The makeshift side that took on South Korea in New Delhi this weekend went down 1-4 to mark one of the gloomiest times in the country's sport.
For most, the biggest disappointment was that India had to suffer defeat against what was a beatable opposition had they played full-strength. It is a massive step back for India in Davis Cup since less that two years ago they were competing in the elite 16-team Davis Cup World group.
"Guys like Vishnu and Yuki (Bhambri) know their players. They have played (Ji-Sung) Nam (one of Korea's singles players) and (Suk-Young) Jeong and have beaten them in the past," said Divij Sharan.
"I don't know whether I would have been in the final squad, but all of us do want to represent the country."
Blow for Youngsters
The blow of going against the national tennis body could likely be felt more by the younger lot like Vardhan and Sharan, both of whom made their Davis Cup debut in the previous tie against New Zealand last September.
"It was supposed to be only a discussion between the AITA and the players. We never expected that it would go to this extent. We are not rebels. It was an unfortunate situation, but right now all the players are standing together. We are all on the same page and hope that the changes will be made," added Vardhan.

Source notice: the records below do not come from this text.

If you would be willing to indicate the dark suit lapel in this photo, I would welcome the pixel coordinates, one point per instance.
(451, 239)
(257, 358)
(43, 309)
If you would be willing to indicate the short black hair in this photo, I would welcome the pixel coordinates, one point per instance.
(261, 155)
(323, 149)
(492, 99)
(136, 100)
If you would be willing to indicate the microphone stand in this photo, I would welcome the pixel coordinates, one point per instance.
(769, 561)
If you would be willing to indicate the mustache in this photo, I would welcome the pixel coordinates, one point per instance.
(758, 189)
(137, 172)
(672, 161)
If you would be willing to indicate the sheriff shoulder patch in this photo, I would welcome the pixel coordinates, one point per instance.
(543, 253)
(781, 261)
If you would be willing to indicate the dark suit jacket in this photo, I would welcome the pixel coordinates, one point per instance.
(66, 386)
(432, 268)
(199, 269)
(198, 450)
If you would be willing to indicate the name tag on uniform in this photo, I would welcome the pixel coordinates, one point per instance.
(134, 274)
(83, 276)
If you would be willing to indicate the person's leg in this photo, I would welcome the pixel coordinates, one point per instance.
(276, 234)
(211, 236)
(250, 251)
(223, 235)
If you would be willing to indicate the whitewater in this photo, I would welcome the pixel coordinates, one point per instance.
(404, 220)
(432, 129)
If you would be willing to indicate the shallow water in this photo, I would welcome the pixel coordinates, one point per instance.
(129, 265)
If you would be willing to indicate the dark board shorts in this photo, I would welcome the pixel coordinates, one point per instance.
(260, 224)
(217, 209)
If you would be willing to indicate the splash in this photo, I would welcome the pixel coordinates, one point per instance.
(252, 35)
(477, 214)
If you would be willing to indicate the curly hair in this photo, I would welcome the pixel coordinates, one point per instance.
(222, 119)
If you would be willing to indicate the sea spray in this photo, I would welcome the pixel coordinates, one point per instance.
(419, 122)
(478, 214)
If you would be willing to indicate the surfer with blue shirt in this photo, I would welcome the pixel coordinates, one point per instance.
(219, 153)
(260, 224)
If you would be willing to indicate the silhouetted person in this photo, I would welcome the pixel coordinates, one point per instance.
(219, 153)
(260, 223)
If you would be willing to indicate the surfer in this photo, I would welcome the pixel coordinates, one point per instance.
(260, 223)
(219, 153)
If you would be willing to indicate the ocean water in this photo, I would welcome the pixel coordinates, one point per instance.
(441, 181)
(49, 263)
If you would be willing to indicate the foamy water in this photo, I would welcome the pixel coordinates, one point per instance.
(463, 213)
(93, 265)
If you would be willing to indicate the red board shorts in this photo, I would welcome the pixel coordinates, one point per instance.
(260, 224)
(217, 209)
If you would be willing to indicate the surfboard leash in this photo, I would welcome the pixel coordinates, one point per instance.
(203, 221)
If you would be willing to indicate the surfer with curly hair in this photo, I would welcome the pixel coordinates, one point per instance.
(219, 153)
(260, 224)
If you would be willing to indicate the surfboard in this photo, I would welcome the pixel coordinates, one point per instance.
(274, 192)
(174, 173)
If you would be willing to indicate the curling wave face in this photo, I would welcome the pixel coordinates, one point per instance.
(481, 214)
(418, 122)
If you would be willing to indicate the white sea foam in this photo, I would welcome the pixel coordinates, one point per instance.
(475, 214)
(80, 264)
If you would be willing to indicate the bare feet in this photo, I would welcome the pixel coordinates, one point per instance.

The players are hopeful that the independent committee, comprising of former Davis Cup captain Naresh Kumar, former Supreme Court judge, Justice Deepak Verma, and retired bureaucrat MC Gupta, are able to facilitate dialogue between the two parties.
Communication was the key element missing when the association and players first came at loggerheads.
Whether this panel will bridge that gap or serve as a quick-fix to the allusion of moving forward remains to be seen.